The idea was simple.
Sumbit a photo of yourself and they’ll turn it into a life sized cardboard version of you to place on a seat.
Better yet, you can then come and collect it as a souvenir of your support.
Now I don’t need another life-sized cardboard cut out of me because years ago, I gave one to Jill as a wedding anniversary present to remind her who she was married to as I was travelling a lot.
It’s the pic at the top of this page.

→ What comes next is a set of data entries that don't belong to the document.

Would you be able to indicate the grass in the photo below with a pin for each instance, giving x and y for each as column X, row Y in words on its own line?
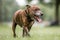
column 37, row 33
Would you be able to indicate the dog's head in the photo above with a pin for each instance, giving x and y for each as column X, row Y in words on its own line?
column 35, row 12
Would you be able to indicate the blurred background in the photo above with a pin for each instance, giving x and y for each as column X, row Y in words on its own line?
column 50, row 8
column 51, row 17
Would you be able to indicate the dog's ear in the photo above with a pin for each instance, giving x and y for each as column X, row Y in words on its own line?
column 28, row 6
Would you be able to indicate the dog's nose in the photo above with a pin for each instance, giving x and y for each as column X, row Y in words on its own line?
column 41, row 14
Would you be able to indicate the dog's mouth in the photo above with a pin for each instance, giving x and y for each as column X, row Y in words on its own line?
column 38, row 18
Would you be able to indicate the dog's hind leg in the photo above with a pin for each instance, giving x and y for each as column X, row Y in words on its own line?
column 13, row 28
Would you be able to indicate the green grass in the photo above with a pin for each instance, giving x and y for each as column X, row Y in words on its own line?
column 37, row 33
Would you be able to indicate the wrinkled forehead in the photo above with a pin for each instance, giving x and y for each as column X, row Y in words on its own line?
column 35, row 8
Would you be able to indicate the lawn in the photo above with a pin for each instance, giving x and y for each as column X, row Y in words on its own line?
column 37, row 33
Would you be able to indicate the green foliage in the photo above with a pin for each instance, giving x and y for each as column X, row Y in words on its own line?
column 29, row 0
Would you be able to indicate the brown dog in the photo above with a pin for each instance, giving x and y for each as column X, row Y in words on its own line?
column 25, row 19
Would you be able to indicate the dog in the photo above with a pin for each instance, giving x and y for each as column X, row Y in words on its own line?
column 25, row 19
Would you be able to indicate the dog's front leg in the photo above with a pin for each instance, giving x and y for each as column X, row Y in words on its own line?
column 25, row 31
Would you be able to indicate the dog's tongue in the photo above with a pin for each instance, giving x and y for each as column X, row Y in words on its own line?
column 38, row 19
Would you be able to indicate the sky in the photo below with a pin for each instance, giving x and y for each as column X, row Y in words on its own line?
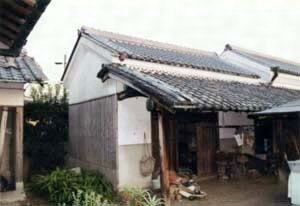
column 266, row 26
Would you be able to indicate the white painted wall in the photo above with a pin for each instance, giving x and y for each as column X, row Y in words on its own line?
column 232, row 119
column 133, row 121
column 81, row 78
column 11, row 94
column 129, row 166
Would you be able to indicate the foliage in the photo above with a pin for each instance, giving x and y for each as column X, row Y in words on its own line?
column 46, row 127
column 89, row 199
column 152, row 201
column 61, row 185
column 134, row 196
column 140, row 197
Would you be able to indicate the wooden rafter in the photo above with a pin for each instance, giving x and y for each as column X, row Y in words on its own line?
column 19, row 145
column 5, row 13
column 8, row 33
column 9, row 25
column 30, row 3
column 3, row 126
column 6, row 41
column 164, row 159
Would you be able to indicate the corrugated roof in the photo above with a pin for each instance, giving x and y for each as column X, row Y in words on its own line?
column 17, row 19
column 152, row 51
column 284, row 66
column 177, row 91
column 20, row 69
column 291, row 107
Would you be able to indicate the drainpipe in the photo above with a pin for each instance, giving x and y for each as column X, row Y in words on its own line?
column 275, row 75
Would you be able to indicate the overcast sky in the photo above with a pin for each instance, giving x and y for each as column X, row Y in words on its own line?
column 268, row 26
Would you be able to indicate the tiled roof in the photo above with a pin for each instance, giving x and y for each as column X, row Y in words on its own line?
column 177, row 91
column 152, row 51
column 284, row 66
column 20, row 69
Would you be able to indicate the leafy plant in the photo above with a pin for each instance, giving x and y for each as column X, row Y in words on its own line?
column 140, row 197
column 60, row 185
column 89, row 199
column 152, row 201
column 133, row 196
column 46, row 128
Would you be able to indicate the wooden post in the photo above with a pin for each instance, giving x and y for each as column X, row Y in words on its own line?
column 3, row 131
column 19, row 148
column 164, row 160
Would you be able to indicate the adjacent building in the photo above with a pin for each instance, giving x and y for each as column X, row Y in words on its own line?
column 185, row 102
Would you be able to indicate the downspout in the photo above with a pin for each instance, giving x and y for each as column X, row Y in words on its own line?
column 275, row 75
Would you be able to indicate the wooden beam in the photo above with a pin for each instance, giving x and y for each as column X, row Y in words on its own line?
column 3, row 126
column 8, row 33
column 19, row 147
column 6, row 41
column 17, row 7
column 10, row 16
column 9, row 25
column 165, row 178
column 30, row 3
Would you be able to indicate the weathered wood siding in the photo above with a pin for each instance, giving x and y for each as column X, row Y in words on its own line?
column 93, row 136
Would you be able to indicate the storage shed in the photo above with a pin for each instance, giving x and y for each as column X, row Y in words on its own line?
column 184, row 101
column 14, row 74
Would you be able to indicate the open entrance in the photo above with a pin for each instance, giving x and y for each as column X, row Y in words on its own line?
column 191, row 141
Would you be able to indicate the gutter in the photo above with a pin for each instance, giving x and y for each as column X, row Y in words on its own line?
column 275, row 75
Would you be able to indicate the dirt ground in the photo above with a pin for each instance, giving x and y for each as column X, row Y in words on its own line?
column 264, row 191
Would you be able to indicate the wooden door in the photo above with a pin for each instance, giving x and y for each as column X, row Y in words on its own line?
column 207, row 146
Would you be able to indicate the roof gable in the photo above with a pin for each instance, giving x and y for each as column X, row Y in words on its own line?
column 20, row 69
column 152, row 51
column 182, row 92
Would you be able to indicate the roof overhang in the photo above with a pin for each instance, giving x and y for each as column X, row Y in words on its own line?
column 289, row 109
column 17, row 19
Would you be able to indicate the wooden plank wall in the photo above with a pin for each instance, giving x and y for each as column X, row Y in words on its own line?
column 93, row 136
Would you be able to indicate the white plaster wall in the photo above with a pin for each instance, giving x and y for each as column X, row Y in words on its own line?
column 133, row 121
column 232, row 119
column 129, row 166
column 81, row 79
column 287, row 81
column 11, row 96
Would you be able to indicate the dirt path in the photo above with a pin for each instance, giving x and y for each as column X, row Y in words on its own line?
column 267, row 191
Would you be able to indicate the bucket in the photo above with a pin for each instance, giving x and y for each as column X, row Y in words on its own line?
column 294, row 165
column 156, row 183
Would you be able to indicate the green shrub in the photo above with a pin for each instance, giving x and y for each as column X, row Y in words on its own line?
column 152, row 200
column 140, row 197
column 46, row 128
column 60, row 185
column 89, row 199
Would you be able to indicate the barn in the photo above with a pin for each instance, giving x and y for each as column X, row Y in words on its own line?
column 129, row 95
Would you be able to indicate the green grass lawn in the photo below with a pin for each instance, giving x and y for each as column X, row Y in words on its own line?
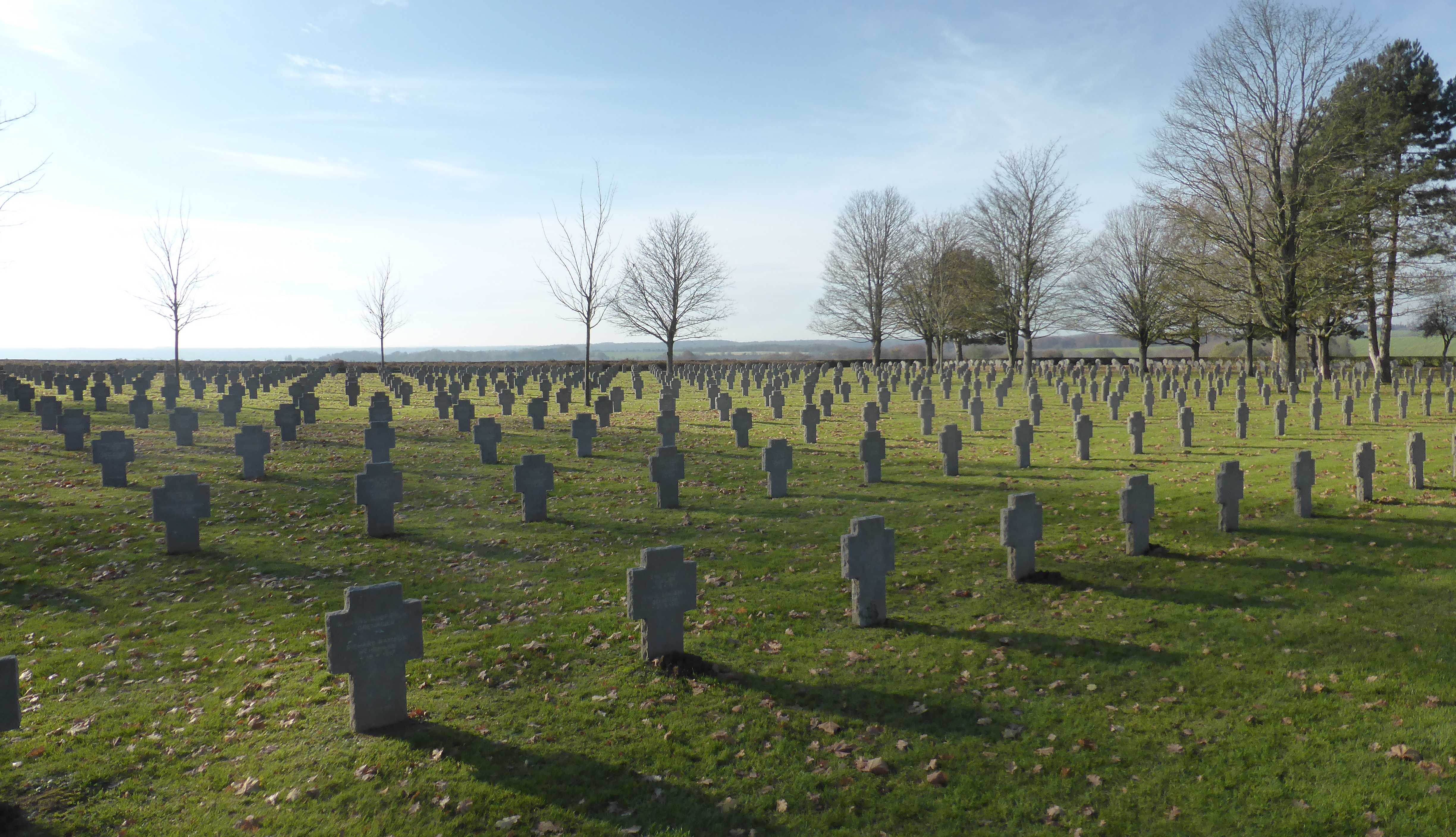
column 1257, row 683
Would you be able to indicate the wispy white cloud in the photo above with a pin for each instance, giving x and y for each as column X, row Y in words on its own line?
column 471, row 178
column 319, row 169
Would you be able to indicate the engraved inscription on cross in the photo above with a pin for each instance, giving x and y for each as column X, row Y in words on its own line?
column 660, row 590
column 1021, row 531
column 865, row 557
column 371, row 641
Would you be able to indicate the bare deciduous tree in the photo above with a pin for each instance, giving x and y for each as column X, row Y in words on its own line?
column 673, row 286
column 21, row 184
column 927, row 290
column 1126, row 287
column 177, row 277
column 1237, row 155
column 1026, row 223
column 583, row 251
column 384, row 306
column 873, row 239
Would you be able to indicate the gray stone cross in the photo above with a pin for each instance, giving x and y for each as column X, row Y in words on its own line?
column 1135, row 432
column 372, row 640
column 1135, row 509
column 1082, row 430
column 378, row 490
column 951, row 450
column 871, row 414
column 1364, row 468
column 809, row 417
column 583, row 430
column 1416, row 459
column 113, row 450
column 927, row 411
column 1021, row 436
column 871, row 453
column 1021, row 531
column 742, row 424
column 1302, row 481
column 865, row 557
column 1228, row 491
column 534, row 479
column 73, row 426
column 487, row 436
column 660, row 590
column 252, row 443
column 777, row 461
column 666, row 469
column 180, row 501
column 9, row 693
column 536, row 411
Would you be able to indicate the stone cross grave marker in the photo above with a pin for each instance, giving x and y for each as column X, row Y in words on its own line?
column 536, row 411
column 378, row 490
column 742, row 424
column 113, row 450
column 180, row 503
column 1228, row 491
column 1021, row 531
column 1135, row 503
column 140, row 410
column 667, row 429
column 1021, row 436
column 809, row 417
column 252, row 443
column 865, row 557
column 1135, row 432
column 1302, row 481
column 73, row 426
column 534, row 479
column 379, row 439
column 660, row 590
column 583, row 430
column 778, row 461
column 372, row 640
column 464, row 411
column 1365, row 471
column 287, row 420
column 951, row 450
column 1082, row 430
column 871, row 453
column 927, row 411
column 1416, row 459
column 666, row 469
column 487, row 436
column 870, row 414
column 9, row 693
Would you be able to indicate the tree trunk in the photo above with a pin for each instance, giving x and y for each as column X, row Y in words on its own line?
column 1291, row 353
column 586, row 370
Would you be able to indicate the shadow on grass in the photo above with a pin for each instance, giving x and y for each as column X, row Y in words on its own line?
column 563, row 779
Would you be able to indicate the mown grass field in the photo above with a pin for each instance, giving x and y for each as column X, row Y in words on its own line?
column 1267, row 682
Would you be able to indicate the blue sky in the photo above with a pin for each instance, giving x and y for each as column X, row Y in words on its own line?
column 315, row 139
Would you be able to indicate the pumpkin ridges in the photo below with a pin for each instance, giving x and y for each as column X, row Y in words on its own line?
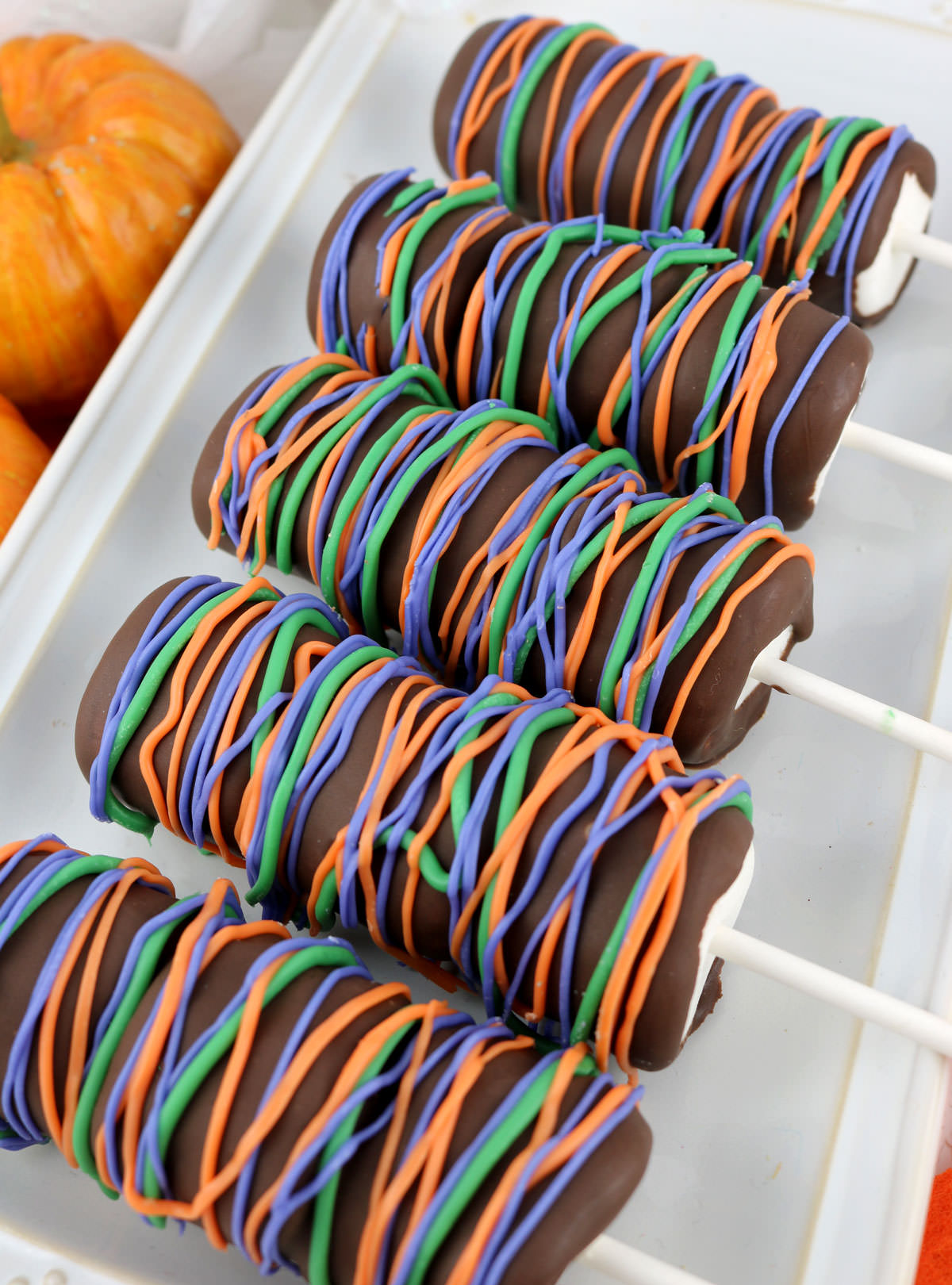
column 77, row 72
column 25, row 63
column 186, row 130
column 72, row 277
column 122, row 201
column 56, row 332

I know … and they say romance is dead!
However I did like the idea of supporting my team so I had a couple made.
Some of me.
Some of my mate who stupidly supports Derby County.
Anyway. over the weeks, Forest have been posting photos of the cardboard fans and I haven’t seen my face on any of them.
Oh I’ve seen my best mate Paul …
… every bloody photo they put out, he’s there – upfront and centre.
But me?
Nope.
At first I reassured myself it was because they hadn’t printed mine yet.
Then I thought maybe they had lost my order.
And then, finally, I found one of them …
Yep, right at the back, carefully hidden behind other cardboard cutouts.
What makes it worse is that Nottingham Forest is not a glamorous club.
Even when we won the European Cup twice in a row, we were never sexy …
Which is my way of saying that for a club who attracts an unfair share of the visually unappealing, they have deemed me the most visually unappealing of them all.
Thanks Forest, thanks a lot.
Now please just get in the bloody playoffs … it’s the least you can do for me now.